Additional renovations totalling $900,000 in the mid-2010s helped to remove pervasive mould, fix fire sprinklers, damaged walls, and decrepit bathrooms.

===Prisoner care===
Despite the increased capacity created in the 1990s, the number of inmates became routinely higher than capacity in the 2000s. Often with 75 prisoners, and with a peak during the winter of 115 inmates, with some sleeping in a repurposed gymnasium. These would include minimum-, medium- and maximum-security prisoners, as well as those on remand and awaiting trial.
Between 2002 and 2012, reports of violence within the prison increased dramatically, with 185 incidents in 2012.

A report by federal auditor general Michael Ferguson noted that none of the 24 prisoners interviewed had considered a plan for rehabilitation, and just five per cent of inmates had release plan. Only a third of inmates with mental-health issues had relevant services. In 2014, Howard Sapers, a representative from the Office of the Correctional Investigator described the jail as "appalling" and called for its closure.

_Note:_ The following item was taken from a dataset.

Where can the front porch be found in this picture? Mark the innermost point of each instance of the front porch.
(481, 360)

Renovations in the 2010s improved conditions, and the construction of the Makigiarvik Correction Centre in 2015 next door decreased overcrowding. However, overcrowding remained a problem in Nunavut, and the government admitted to paying $4 million per year for inmates to be housed outside the territory.

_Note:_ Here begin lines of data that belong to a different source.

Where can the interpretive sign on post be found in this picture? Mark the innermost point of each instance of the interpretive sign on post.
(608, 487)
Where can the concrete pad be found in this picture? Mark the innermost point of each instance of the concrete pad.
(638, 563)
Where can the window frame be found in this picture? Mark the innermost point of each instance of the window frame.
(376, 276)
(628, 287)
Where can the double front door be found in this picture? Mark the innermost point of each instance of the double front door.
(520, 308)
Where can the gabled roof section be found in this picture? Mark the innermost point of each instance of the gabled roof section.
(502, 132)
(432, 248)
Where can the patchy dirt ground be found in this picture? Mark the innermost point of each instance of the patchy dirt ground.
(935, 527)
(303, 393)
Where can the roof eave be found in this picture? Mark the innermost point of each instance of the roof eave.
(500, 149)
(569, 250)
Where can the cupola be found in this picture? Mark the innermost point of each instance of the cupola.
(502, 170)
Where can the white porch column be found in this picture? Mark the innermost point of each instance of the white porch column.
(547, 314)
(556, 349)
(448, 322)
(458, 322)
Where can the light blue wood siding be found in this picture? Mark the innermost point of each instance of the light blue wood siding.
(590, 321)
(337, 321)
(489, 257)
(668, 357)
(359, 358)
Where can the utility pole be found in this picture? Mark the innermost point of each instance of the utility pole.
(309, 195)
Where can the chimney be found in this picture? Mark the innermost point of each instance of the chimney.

In 2017, prisoners started a short-lived riot, damaging large sections of the living quarters. Approximately 85 per cent of the medium security bed space and 33 per cent of the maximum security bed space was destroyed, but no one was injured beyond the use of pepper spray.

In June 2018, another riot broke out, causing "significant damage" to the "Charlie" unit of the prison, which houses between 20 and 30 inmates. The riot briefly involved a fire, which the inmates extinguished themselves.

==Rebuilding==
In 2016, the government announced plans to rebuild the Baffin Correctional Centre at a total cost of $76 million, and rename it the Qikiqtani Correctional Healing Centre. The plans are to create a new two-storey maximum-security unit, while renovating the existing structures into two medium-security facilities.

The construction was set to begin in the summer of 2018, but the in May 2018, it was announced that the opening would be significantly delayed. The government announced that the request for proposals process was cancelled after only one company bid on the contract, and its bid was $7 million over the remaining budget for the project. Construction began in 2019 with an estimated completion date of 2022. It opened ahead of schedule in September of 2021.

Nunavut justice minister Jeannie Ehaloak announced in October 2020 that the final name Aaqqigiarvik Correctional Healing Facility had been chosen after consultation with Inuit elders and the territorial government's Tuttarviit Committee. The name "aaqqigiarvik" means "a place for help to make progress in life" in Inuktitut.